European banks faced dramatic declines, which spread to the US, causing regional banks to plummet. However, technology stocks managed to avoid the downturn. Asian-Pacific markets also experienced steep drops but recovered after Credit Suisse’s announcement. Credit Suisse and other European banks showed a surge in the risk of default indicators.
- Credit Suisse is borrowing up to 50 billion Swiss francs ($53.68 billion) from the Swiss National Bank to shore up its liquidity, following a loan offered by the country’s central bank.
- Credit Suisse’s shares fell 24.24% after Saudi National Bank, its largest investor, said it couldn’t provide the Swiss bank with further financial assistance due to regulations.
- The banking crisis sparked by Silicon Valley Bank’s collapse was not contained, as feared, and investor confidence was shaken.

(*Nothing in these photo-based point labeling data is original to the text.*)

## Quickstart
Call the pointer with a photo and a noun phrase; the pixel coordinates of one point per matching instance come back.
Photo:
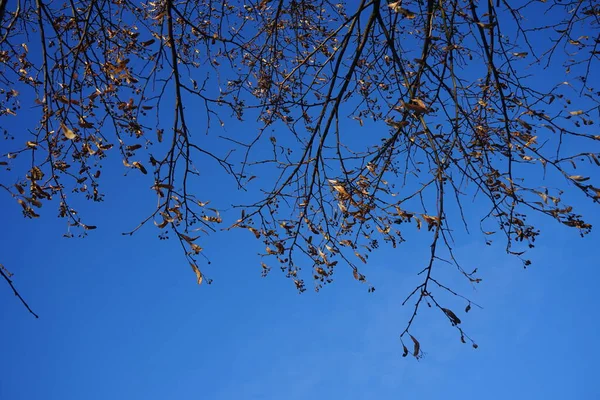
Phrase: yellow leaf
(69, 134)
(198, 273)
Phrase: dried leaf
(69, 134)
(198, 273)
(417, 347)
(139, 166)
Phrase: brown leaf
(417, 348)
(69, 134)
(139, 166)
(453, 318)
(198, 273)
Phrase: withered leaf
(69, 134)
(139, 166)
(417, 347)
(453, 318)
(198, 273)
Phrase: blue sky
(122, 317)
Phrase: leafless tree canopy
(370, 119)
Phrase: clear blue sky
(122, 317)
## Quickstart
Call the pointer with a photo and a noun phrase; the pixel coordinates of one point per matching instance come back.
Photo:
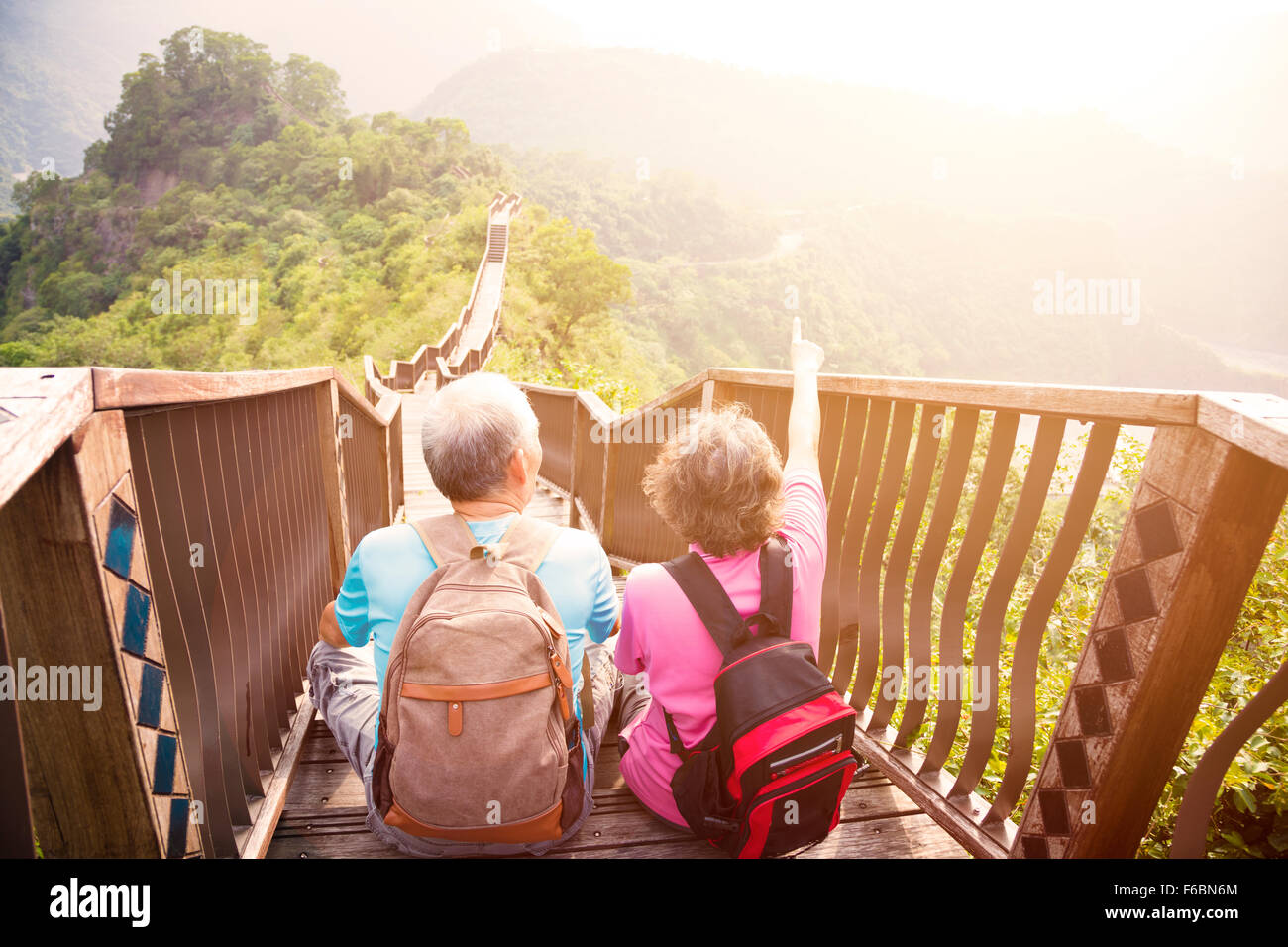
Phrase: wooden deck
(325, 818)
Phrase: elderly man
(481, 445)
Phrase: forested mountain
(349, 236)
(60, 60)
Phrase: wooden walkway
(325, 810)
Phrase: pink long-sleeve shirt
(662, 637)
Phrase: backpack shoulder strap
(776, 586)
(526, 543)
(447, 538)
(708, 599)
(717, 613)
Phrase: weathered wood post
(1201, 518)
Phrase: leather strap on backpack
(526, 543)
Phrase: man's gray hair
(472, 429)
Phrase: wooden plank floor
(325, 818)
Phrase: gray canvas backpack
(478, 738)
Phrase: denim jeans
(344, 689)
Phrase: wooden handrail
(194, 525)
(880, 451)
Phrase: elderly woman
(481, 445)
(720, 484)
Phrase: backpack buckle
(490, 553)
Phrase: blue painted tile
(120, 540)
(134, 629)
(162, 766)
(151, 685)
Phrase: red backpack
(771, 776)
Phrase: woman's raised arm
(804, 419)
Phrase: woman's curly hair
(719, 482)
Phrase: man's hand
(329, 629)
(805, 355)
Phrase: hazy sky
(1020, 54)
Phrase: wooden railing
(897, 470)
(179, 532)
(449, 360)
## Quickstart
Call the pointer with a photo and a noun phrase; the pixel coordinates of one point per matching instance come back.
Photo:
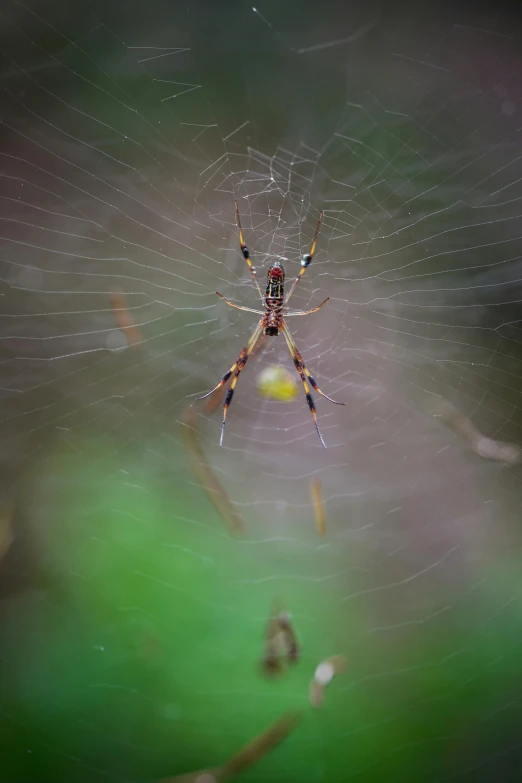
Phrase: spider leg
(242, 360)
(307, 312)
(305, 376)
(296, 356)
(240, 307)
(246, 350)
(307, 259)
(246, 254)
(236, 369)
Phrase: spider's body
(272, 322)
(274, 300)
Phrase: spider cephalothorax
(273, 322)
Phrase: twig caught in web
(247, 756)
(281, 642)
(207, 478)
(316, 492)
(323, 675)
(483, 446)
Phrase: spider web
(132, 623)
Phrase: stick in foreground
(206, 476)
(248, 755)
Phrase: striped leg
(236, 369)
(246, 254)
(305, 377)
(306, 260)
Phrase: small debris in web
(281, 642)
(207, 478)
(323, 676)
(488, 448)
(316, 491)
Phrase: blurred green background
(131, 622)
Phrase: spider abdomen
(274, 300)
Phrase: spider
(272, 322)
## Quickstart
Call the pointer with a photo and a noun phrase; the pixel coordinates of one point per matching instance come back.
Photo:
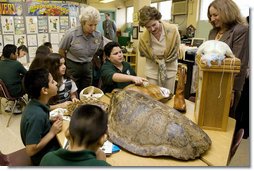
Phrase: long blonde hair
(228, 11)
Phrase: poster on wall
(64, 23)
(19, 25)
(7, 8)
(53, 22)
(73, 22)
(32, 40)
(54, 38)
(74, 9)
(42, 38)
(32, 52)
(55, 48)
(60, 36)
(42, 24)
(20, 40)
(1, 44)
(31, 25)
(8, 39)
(0, 28)
(47, 9)
(7, 24)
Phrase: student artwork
(19, 10)
(32, 40)
(7, 24)
(20, 40)
(53, 22)
(55, 48)
(64, 24)
(54, 38)
(8, 39)
(42, 38)
(32, 51)
(19, 25)
(60, 36)
(31, 25)
(42, 24)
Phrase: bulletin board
(34, 22)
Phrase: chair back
(4, 91)
(236, 142)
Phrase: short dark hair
(88, 123)
(48, 44)
(109, 46)
(148, 13)
(8, 50)
(34, 81)
(23, 47)
(40, 55)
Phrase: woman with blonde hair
(230, 27)
(79, 45)
(160, 44)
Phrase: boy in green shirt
(38, 133)
(86, 133)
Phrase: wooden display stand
(213, 94)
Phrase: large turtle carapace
(147, 127)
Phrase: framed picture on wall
(141, 29)
(135, 32)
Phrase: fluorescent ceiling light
(106, 1)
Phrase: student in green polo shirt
(86, 133)
(115, 72)
(38, 133)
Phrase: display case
(213, 94)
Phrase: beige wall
(183, 21)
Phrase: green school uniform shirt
(63, 157)
(107, 72)
(35, 124)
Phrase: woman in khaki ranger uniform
(79, 45)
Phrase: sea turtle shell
(147, 127)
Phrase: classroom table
(217, 155)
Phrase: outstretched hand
(139, 80)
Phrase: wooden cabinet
(131, 58)
(213, 94)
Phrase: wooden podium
(213, 94)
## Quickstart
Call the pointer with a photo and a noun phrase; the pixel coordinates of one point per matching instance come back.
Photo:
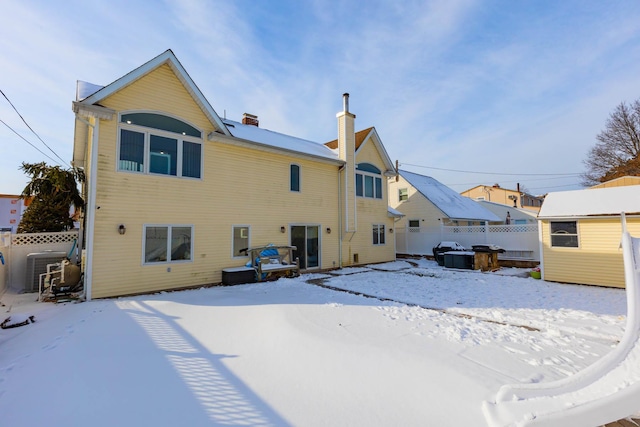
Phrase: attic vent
(249, 119)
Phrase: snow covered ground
(428, 350)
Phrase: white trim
(170, 59)
(375, 138)
(147, 132)
(384, 233)
(233, 227)
(169, 237)
(565, 247)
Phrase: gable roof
(501, 210)
(448, 201)
(370, 134)
(592, 202)
(85, 97)
(268, 138)
(360, 137)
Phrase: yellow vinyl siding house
(174, 192)
(580, 234)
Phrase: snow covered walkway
(289, 353)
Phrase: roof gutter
(84, 111)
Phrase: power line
(493, 173)
(520, 181)
(25, 140)
(34, 132)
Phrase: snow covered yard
(294, 353)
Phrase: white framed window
(294, 177)
(378, 234)
(240, 241)
(564, 234)
(368, 181)
(153, 143)
(164, 243)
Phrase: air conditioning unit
(36, 265)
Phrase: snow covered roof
(85, 89)
(448, 201)
(592, 202)
(278, 140)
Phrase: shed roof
(448, 201)
(592, 202)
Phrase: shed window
(295, 178)
(564, 234)
(240, 240)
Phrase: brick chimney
(250, 119)
(347, 152)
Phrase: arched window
(368, 181)
(159, 144)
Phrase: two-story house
(174, 192)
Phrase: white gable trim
(165, 58)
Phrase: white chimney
(347, 152)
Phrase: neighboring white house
(509, 215)
(426, 202)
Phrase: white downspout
(340, 170)
(91, 207)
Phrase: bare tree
(616, 152)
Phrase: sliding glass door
(306, 240)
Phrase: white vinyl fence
(15, 249)
(520, 241)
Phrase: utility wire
(493, 173)
(25, 140)
(34, 132)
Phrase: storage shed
(580, 234)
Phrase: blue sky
(512, 89)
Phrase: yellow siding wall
(238, 186)
(598, 260)
(370, 212)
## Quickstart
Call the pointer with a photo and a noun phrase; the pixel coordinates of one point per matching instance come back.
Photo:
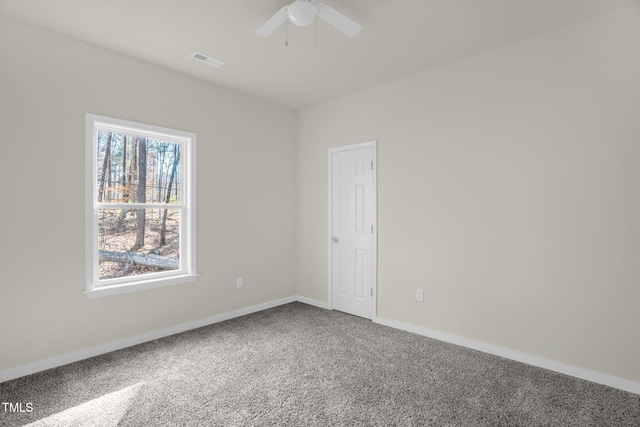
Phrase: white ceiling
(400, 37)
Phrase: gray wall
(508, 188)
(246, 194)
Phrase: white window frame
(187, 271)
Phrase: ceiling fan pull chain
(286, 33)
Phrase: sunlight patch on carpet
(105, 410)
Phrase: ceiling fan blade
(273, 23)
(338, 20)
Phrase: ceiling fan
(303, 13)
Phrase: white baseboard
(64, 359)
(596, 377)
(314, 302)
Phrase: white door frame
(374, 145)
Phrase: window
(140, 206)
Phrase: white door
(352, 216)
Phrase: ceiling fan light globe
(301, 13)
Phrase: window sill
(105, 291)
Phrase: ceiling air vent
(207, 59)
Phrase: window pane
(130, 241)
(137, 170)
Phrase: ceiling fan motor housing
(301, 12)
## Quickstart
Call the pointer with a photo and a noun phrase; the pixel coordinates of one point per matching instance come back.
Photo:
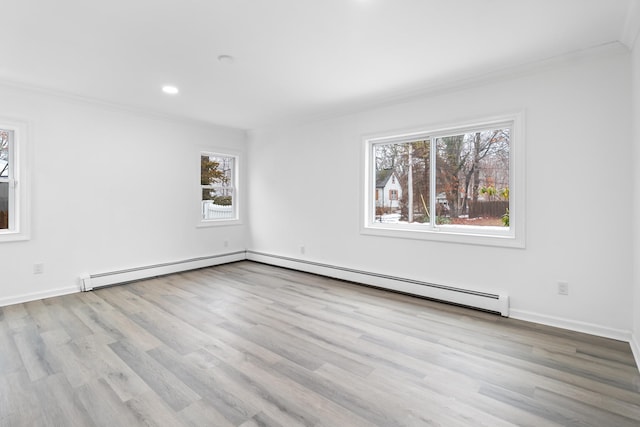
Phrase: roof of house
(383, 177)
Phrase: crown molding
(631, 27)
(113, 106)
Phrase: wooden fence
(488, 209)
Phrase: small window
(461, 184)
(218, 180)
(13, 182)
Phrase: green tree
(210, 174)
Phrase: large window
(456, 184)
(218, 180)
(13, 182)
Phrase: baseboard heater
(89, 282)
(466, 297)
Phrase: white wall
(111, 189)
(635, 72)
(305, 190)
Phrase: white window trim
(19, 183)
(237, 205)
(513, 237)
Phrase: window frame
(235, 180)
(514, 236)
(18, 180)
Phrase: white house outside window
(13, 182)
(461, 184)
(218, 180)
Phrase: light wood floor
(252, 345)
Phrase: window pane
(219, 205)
(4, 205)
(472, 186)
(216, 170)
(4, 153)
(402, 182)
(217, 181)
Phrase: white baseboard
(91, 281)
(34, 296)
(635, 349)
(452, 294)
(572, 325)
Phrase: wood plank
(246, 344)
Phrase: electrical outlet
(563, 288)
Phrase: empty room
(320, 213)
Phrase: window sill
(218, 223)
(483, 236)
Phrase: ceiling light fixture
(226, 59)
(171, 90)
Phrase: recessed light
(171, 90)
(226, 59)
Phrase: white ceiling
(293, 58)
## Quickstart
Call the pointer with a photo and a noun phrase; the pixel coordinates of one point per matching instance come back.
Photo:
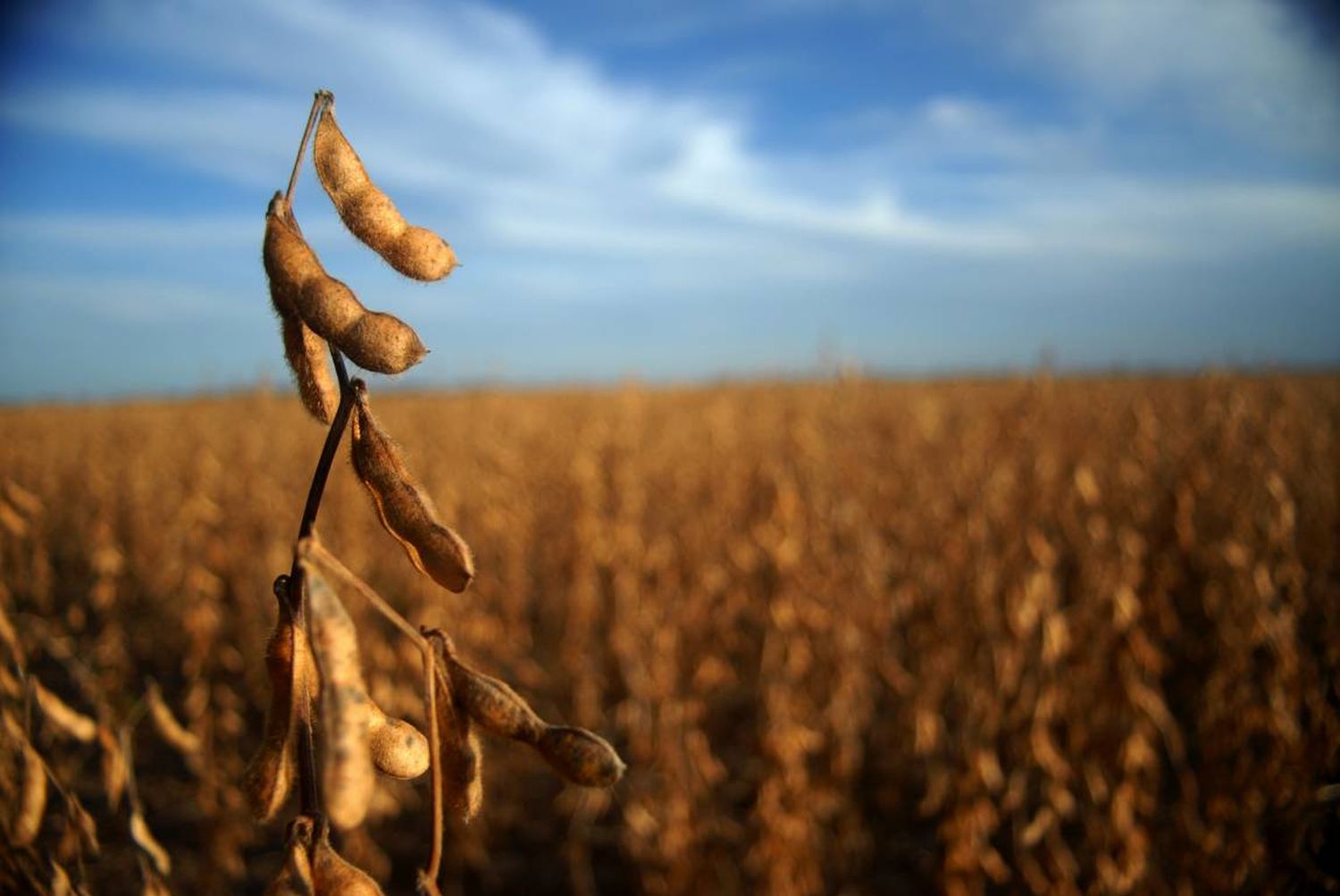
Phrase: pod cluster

- Saudi National Bank’s Chairman, Ammar Al Khudairy, believes that the banking turmoil is isolated, and the panic is unwarranted.
- After European banks’ dramatic declines on Wednesday, U.S. banking sectors were also affected, with regional banks experiencing a decline, and large banks like JPMorgan Chase, Citigroup, and Goldman Sachs also taking a hit.
- Technology stocks, such as Netflix and Alphabet, managed to avoid the banking downturn, and the Nasdaq Composite posted a small gain of 0.05%.
- Asian-Pacific markets were battered on Thursday, with banks in South Korea and Australia experiencing steep drops before regaining ground after Credit Suisse’s announcement.
- Credit Suisse and other European banks are showing a surge in the risk of default indicators, with Credit Suisse’s reading reaching levels seen only during the 2008 financial meltdown.